Pero Vaz de Caminha, o escrivão da Armada de Pedro Álvares Cabral que aqui aportou, chamou a atenção para a qualidade dos ares, do clima da Terra de Santa Cruz, onde poucos adoeciam e, caso ficassem doentes, rapidamente se curavam. Esse fato repercutiu na Europa, atraindo para nossa terra padres jesuítas doentes. Além do clima, elogios também eram feitos aos animais, particularmente os peixes, que podiam ser ingeridos sem produzirem ”sarna”.

No entanto, com o início da colonização, germes de várias doenças foram introduzidos no país, e as febres começaram a se tornar freqüentes. Com o passar do tempo, a lua e os astros passaram a ser responsabilizados pelas doenças.

O Rio de laneiro, com seu característico calor, foi considerado local insalubre, pois eram comuns as ”insolações”, picadas de insetos, emanações miasmáticas dos pântanos e das beiras dos rios, e epidemias importadas. As águas da baía de Guanabara, envenenadas pelos baiacus, eram consideradas impróprias para o banho.

Enfim, o clima tropical passou a ser considerado muito forte para os europeus e as doenças próprias desse clima, as dramadas “doenças tropicais”, constituíam sério risco à vida do homem. Ademais, aos alimentos da terra, considerados indigestos, eram atribuídas várias doenças, algumas, inclusive, fatais como, por exemplo, a hidropsia.

A aclimatização do europeu ao ambiente tropical era muito penosa. Os padres jesuítas que chegavam ao Brasil eram tratados profilaticamente com sangrias, banhos periódicos, dieta vegetariana para diminuir a força do sangue e purgativos no início de cada estação. Era necessário fazer uma adaptação ao clima tropical, incluindo medidas higiênicas que que constavam de orientações dietéticas como evitar comer carne seca, moderar a alimentação, a ingestão de bebidas alcoólicas e os excessos sexuais ”que o clima propiciava”.

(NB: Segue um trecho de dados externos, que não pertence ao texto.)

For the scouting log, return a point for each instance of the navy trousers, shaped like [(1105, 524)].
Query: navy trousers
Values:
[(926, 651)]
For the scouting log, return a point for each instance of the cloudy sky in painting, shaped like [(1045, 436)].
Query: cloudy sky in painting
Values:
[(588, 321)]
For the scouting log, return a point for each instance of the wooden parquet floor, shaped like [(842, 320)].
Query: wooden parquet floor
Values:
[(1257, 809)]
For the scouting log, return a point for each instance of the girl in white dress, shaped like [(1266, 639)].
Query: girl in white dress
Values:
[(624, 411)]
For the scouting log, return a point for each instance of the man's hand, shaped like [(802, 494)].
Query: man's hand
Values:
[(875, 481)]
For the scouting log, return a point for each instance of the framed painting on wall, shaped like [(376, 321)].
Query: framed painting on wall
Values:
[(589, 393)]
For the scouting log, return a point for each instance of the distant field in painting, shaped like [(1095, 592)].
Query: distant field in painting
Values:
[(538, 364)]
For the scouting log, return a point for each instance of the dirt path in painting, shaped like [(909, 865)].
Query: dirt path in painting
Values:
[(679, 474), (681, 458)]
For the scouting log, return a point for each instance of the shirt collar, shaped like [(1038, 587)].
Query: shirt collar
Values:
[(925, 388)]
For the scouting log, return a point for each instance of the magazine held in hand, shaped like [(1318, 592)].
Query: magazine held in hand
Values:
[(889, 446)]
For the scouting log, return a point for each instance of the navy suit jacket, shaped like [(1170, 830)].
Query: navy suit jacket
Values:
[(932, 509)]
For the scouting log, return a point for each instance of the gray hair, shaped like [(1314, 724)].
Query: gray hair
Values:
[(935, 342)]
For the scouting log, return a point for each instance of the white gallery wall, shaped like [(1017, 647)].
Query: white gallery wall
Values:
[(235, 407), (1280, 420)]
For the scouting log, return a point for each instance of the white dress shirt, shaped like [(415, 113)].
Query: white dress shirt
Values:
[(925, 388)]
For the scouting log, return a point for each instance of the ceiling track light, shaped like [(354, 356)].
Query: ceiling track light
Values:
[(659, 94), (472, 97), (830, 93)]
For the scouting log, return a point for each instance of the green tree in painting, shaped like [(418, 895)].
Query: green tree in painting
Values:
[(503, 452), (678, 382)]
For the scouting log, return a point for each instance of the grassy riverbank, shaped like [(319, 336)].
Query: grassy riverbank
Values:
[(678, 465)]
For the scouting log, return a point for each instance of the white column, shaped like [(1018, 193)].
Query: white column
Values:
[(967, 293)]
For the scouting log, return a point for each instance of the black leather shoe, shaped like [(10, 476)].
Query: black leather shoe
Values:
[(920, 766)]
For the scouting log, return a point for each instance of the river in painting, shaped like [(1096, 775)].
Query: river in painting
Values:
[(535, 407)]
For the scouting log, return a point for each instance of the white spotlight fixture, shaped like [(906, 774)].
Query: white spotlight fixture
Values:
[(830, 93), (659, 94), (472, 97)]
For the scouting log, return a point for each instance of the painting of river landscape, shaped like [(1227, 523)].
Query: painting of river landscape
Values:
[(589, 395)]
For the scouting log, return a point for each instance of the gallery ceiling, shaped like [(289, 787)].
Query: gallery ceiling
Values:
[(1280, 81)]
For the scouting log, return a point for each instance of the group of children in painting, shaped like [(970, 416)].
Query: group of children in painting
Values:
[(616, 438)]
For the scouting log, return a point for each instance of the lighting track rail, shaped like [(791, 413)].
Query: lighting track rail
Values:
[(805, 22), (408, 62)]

Devido à sua extensão territorial, com peculiaridades climáticas variadas conforme a região, o Brasil foi dividido em três zonas tropicais e uma extratropical para melhor caracterizar as morbidades. A primeira zona tropical incluía a bacia do rio Amazonas e seus afluentes, onde predominavam exantemas febris, disenterías, hidropsias, engurgitamento do fígado e hepatites crônicas. A segunda zona tropical incluía a região Nordeste, considerada ótima para a recuperação de tuberculosos pelo seu clima, porém havia doenças freqüentes, como febres, diarréias, doenças reumáticas e catarrais e inflamações dos olhos. Na terceira zona tropical, englobando Bahia, Minas Gerais, Espírito Santo, Rio de Janeiro e litoral de São Paulo, Paraná e Santa Catarina, predominavam o reumatismo, as doenças do fígado, erisipelas e a sarna. Na região extratropical, compreendida pelo interior de São Paulo e pelo Rio Grande do Sul, o reumatismo inflamatório era predominante.